Homeland Security extensively monitored Occupy movement, documents reveal

23 May, 2014 20:26 / Updated 11 years ago

Newly released documents made public for the first time this week reveal how the United States Department of Homeland Security coordinated with local law enforcement across the US to monitor the Occupy Wall Street movement.

The New York Times in conjunction with the Partnership for Civil Justice Fund say the DHS has provided them with 4,000 page of government documents pertaining to how the US agency relied on nationally dispersed “fusion centers” to share and disseminate intelligence about the Occupy movement in late 2011 after it launched in Lower Manhattan that November.

Rather than demonstrating any blatantly egregious and certainly illegal surveillance tactics employed against protesters, however, the documents instead show how DHS-fusion centers from Florida to Massachusetts monitored their local OWS chapters using publically available social media postings and other open source investigation.

“In many cases, law enforcement officials appeared to simply assemble or copy lists of protests or related activities, sometimes maintaining tallies of how many people might show up,” Colin Moynihan wrote for the Times on Friday. “They also noted appearances by prominent Occupy supporters and advised other officials about what — or whom — to watch for, according to the newly disclosed documents.”

Indeed, fusion center employees shared with colleagues across the country as much information as possible about rallies, marches and other gatherings arranged at OWS encampments as more sprang up across the US following the start of an occupation in New York City’s Zuccotti Park in November 2011.

The Times have published just 77-pages—a mere sampling of the 4,000 pages of documents they say they received through Freedom of Information Act requests, but the files nevertheless showcase how federal officials alerted one another on a regular basis upon the happenings at certain encampments.

In Boston, for example, the Boston Regional Intelligence Center took notes of open forums with Prof.
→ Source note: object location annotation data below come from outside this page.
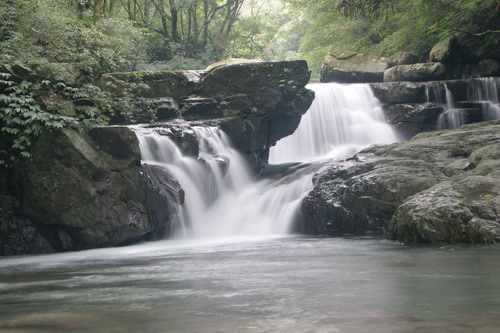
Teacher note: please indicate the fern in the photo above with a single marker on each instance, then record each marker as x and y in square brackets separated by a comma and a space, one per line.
[22, 119]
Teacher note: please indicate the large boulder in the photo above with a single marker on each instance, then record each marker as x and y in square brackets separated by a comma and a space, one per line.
[261, 103]
[404, 58]
[409, 119]
[450, 51]
[174, 84]
[455, 56]
[399, 92]
[351, 67]
[438, 187]
[489, 67]
[83, 190]
[417, 72]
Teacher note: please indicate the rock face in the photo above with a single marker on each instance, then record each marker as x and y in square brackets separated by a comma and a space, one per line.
[86, 189]
[417, 72]
[455, 56]
[260, 102]
[438, 187]
[350, 67]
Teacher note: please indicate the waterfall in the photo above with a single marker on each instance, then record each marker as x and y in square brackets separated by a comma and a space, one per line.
[486, 91]
[342, 120]
[481, 91]
[221, 196]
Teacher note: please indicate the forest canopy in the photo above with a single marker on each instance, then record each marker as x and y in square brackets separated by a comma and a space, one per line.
[123, 35]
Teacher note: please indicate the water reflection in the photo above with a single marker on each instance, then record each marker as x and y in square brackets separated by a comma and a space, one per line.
[273, 285]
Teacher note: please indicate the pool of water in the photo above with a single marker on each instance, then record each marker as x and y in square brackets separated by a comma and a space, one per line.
[242, 285]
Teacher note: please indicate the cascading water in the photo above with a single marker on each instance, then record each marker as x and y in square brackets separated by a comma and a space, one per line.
[221, 197]
[342, 120]
[483, 91]
[486, 91]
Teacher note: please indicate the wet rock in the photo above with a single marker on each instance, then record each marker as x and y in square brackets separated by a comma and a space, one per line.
[261, 102]
[96, 197]
[460, 211]
[404, 58]
[231, 61]
[182, 133]
[166, 108]
[196, 107]
[417, 72]
[351, 67]
[489, 67]
[19, 235]
[411, 119]
[450, 51]
[174, 84]
[163, 195]
[427, 189]
[399, 92]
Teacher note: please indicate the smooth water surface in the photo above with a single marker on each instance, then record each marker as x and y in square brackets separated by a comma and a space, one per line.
[274, 285]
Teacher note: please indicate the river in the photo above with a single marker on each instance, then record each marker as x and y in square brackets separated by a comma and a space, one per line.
[291, 284]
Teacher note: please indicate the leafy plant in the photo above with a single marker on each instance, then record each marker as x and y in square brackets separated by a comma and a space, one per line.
[22, 119]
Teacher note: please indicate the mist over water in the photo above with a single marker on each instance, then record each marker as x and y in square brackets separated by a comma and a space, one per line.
[221, 197]
[232, 265]
[342, 120]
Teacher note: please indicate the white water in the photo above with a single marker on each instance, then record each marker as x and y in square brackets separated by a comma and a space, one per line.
[223, 201]
[487, 91]
[342, 120]
[482, 90]
[221, 197]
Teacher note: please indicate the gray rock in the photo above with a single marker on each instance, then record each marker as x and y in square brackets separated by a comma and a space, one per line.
[350, 67]
[450, 51]
[411, 119]
[416, 72]
[427, 189]
[404, 58]
[489, 67]
[261, 102]
[399, 92]
[96, 196]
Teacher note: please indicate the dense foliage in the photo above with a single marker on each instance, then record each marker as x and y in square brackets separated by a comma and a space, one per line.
[384, 27]
[127, 35]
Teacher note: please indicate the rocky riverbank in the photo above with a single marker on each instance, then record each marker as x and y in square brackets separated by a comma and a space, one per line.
[85, 187]
[438, 187]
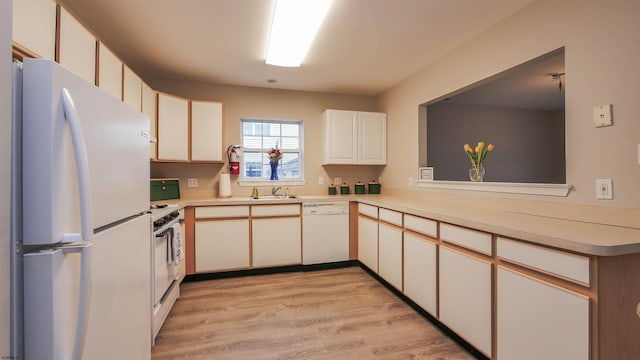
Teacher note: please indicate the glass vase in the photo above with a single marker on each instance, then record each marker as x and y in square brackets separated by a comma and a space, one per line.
[274, 170]
[476, 173]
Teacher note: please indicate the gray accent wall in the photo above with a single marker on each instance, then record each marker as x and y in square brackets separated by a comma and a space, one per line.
[529, 144]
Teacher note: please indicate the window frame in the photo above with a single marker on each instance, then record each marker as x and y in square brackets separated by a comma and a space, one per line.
[248, 181]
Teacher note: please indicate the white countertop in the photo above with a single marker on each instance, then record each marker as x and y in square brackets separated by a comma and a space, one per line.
[582, 237]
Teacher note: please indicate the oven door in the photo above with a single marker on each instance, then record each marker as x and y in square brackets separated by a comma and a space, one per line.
[163, 265]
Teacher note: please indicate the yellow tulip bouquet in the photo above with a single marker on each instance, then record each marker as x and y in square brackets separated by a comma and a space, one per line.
[476, 156]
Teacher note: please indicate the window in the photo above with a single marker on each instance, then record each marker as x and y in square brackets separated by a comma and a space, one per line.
[260, 136]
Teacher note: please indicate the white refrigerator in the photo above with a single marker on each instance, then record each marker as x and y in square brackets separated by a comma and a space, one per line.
[85, 232]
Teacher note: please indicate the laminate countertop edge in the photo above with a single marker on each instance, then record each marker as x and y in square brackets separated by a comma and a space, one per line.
[572, 235]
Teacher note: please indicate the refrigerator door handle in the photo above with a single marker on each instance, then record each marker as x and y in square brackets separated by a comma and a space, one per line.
[82, 166]
[84, 296]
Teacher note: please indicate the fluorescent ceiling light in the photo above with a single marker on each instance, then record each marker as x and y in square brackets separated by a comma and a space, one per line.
[295, 24]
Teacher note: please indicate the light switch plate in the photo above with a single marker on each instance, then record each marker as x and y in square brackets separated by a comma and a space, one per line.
[604, 189]
[602, 115]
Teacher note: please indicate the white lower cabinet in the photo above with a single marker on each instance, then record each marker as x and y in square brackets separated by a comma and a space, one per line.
[537, 320]
[390, 255]
[276, 241]
[368, 242]
[420, 281]
[222, 245]
[465, 297]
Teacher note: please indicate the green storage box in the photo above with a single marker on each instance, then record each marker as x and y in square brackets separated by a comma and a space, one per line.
[165, 189]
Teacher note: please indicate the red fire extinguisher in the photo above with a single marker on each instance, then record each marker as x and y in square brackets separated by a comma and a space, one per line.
[234, 159]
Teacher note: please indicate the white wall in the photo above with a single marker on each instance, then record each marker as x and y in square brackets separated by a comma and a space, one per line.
[5, 170]
[602, 54]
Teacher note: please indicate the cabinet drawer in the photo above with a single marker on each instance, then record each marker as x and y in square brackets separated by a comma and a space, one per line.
[221, 211]
[275, 210]
[565, 265]
[368, 210]
[421, 225]
[390, 216]
[471, 239]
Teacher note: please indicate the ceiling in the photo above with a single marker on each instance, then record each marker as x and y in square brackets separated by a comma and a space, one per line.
[364, 47]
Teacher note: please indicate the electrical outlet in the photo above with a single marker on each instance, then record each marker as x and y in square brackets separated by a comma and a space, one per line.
[604, 189]
[602, 115]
Noam Chomsky, where they expected members of Occupy Boston to show up en masse. In a separate bulletin circulated by the BRIC only three days later, the analyst who compiled the information provided details about guests and lecturers who were scheduled to appear, including tidbits pertaining to arrests and demonstrations linked to their past engagements.

In another document, agents at the Washington Regional Threat and Analysis Center spread the word to law enforcement officials in the nation’s capital about plans for a “week of action” scheduled in DC. In that dispatch, the DC-based analyst wrote Capt. Paul Shelton of the MPD that none of the protesters making their way from Boston to DC are “known to be troublemakers,” according to a source inside New England.

And while the documents don’t necessarily show any examples of phone or email surveillance, the Times noted, activists and privacy advocates are nonetheless not too happy with the report.

“People must have the ability to speak out freely to express a dissenting view without the fear that the government will treat them as enemies of the state,” Mara Verheyden-Hilliard of the PCJF told the Times.

“To be clear: There’s nothing inherently illegitimate about a local police department keeping tabs on large upcoming public gatherings–including protests–for prosaic reasons of public safety and traffic management,” Julian Sanchez of the DC-based Cato Institute think-tank wrote in response to seeing the new documents, “What’s absurd is that the federal government is throwing ‘homeland security’ funds at institutions that, having proven hilariously incapable of making any contribution to counterterror efforts, instead busy themselves trawling Google for information about political rallies.”

As RT reported previously, a congressional investigation into fusion centers in 2013 found that the DHS-led intel hubs were gathering little more than “crap intelligence,” and rarely led investigators to instances of potential terrorist activity—despite them being designed to do as much.

In a statement on the PCJF website, Verheyden-Hilliard equated the evidence obtained from the DHS as demonstrating the use of an “enormous spying and monitoring apparatus" coordinated between Department of Defense, Federal Bureau of Investigation, DHS and local police across the country, as well as with the assistance of private contractors looking out for the interests of commercial businesses.

Now, Verheyden-Hilliard writes, evidence shows exactly how those centers conducted those operations.

“There is now, with the release of these documents, incontrovertible evidence of systematic and not incidental conduct and practices of the Fusion Centers and their personnel to direct their sights against a peaceful movement that advocated social and economic justice in the United States,” Verheyden-Hilliard wrote. “It bears noting also that while these 4,000 pages offer the most significant and largest window into the US intelligence and law enforcements’ coordinated targeting of Occupy, they can only be a portion of what is likely many more tens of thousands of pages of materials generated by the nationwide operation.”

“These documents show that the Fusion Centers constitute a menace to democracy,” she added. “This gross misuse of US taxpayers’ money also demonstrates that the Fusion Centers are a colossal rat hole of waste. The Fusion Centers should be defunded and ended immediately.”